# Lire les photos du mac



## benkunz (5 Janvier 2018)

Salut,
J’hesite a m’acheter une apple tv. Est ce que quelqun’un sait comment je pourrais faire deflier les photos que j’ai sur mon mac ? Je precise que je n’utilises pas Photos et ne mets pas non plus mes photos sur le cloud. J’ai juste des dossiers avec des jpg...
Merci


----------



## eicca (2 Février 2018)

Hello, 
tu as sûrement trouvé la réponse à ta question depuis un mois, mais bon je te dis quand même ce que je fais. (El Capitan)
Tout se passe via iTunes, même pour des photos... 
> Tu lances iTunes
>  Dans le menu itunes > Fichier > Partage à domicile > Activer le partage à domicile
> Tu te connectes avec l'identifiant Apple
> Tu retournes dans le menu Fichier > Partage à domicile > Choisir les photos à partager avec l'Apple TV
> Tu choisis ton dossier sur ton disc dur et hop.
Normalement ça marche


----------



## fgmadel (15 Octobre 2018)

Je me sers de Apple TV pour passer les photos et mes videos Mais ce que je ne comprends pas c'est que bien qu'ayant rangé mes photos par ordre (image 01, image 02, image 03..)l'apple Tv me les visionne dans un ordre à lui ? mais lequel.

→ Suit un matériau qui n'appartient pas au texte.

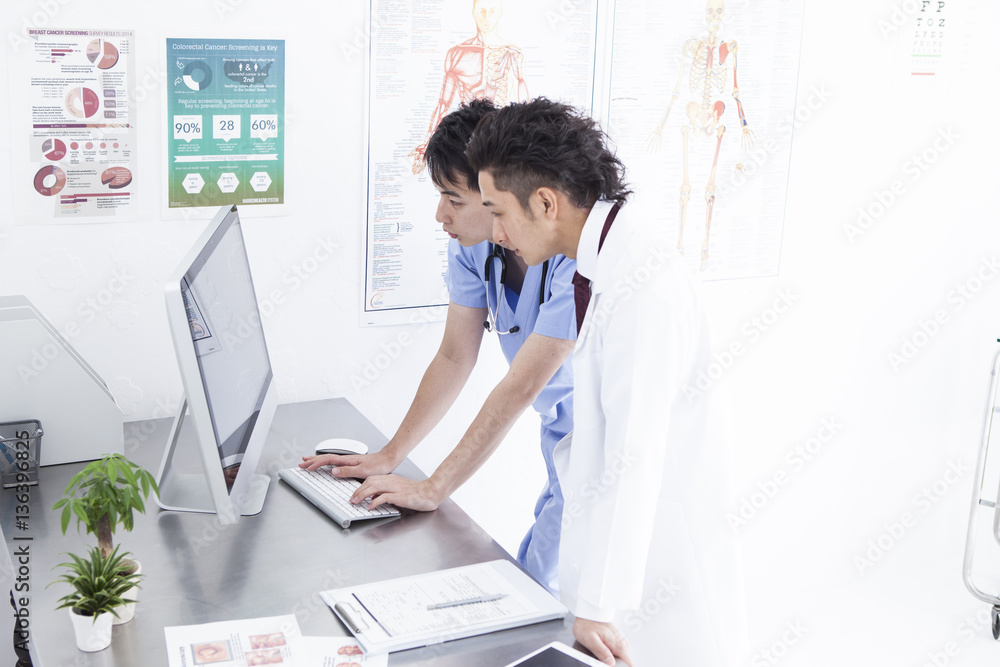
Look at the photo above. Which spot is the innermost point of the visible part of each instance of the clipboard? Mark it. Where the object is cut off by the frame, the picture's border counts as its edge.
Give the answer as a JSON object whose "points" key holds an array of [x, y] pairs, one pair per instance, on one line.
{"points": [[421, 610]]}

Même chose avec Final cut pro il importe les images à son idée et c'est déplaisant. si quelqu'un à la solution ??


----------



## PJG (18 Octobre 2018)

benkunz a dit:


> J’hesite a m’acheter une apple tv.


Un câble entre le Mac et l'écran plat et c'est bon. 
Il faut juste que les deux appareils ne soient pas très loin l'un de l'autre.
Moi j'ai percé mon mur pour passer le câble. 
Ton FAI, peut aussi te le proposer dans un des menus de la box (exemple Free Home Player). 
Je ne sais pas si cette action fonctionne toujours, depuis que j'ai mon câble c'est beaucoup plus simple.


----------



## grib78 (3 Novembre 2018)

benkunz a dit:


> Salut,
> J’hesite a m’acheter une apple tv. Est ce que quelqun’un sait comment je pourrais faire deflier les photos que j’ai sur mon mac ? Je precise que je n’utilises pas Photos et ne mets pas non plus mes photos sur le cloud. J’ai juste des dossiers avec des jpg...
> Merci



J'arrive peut-être un peu tard mais tu y arriveras tout simplement avec AirPlay.


----------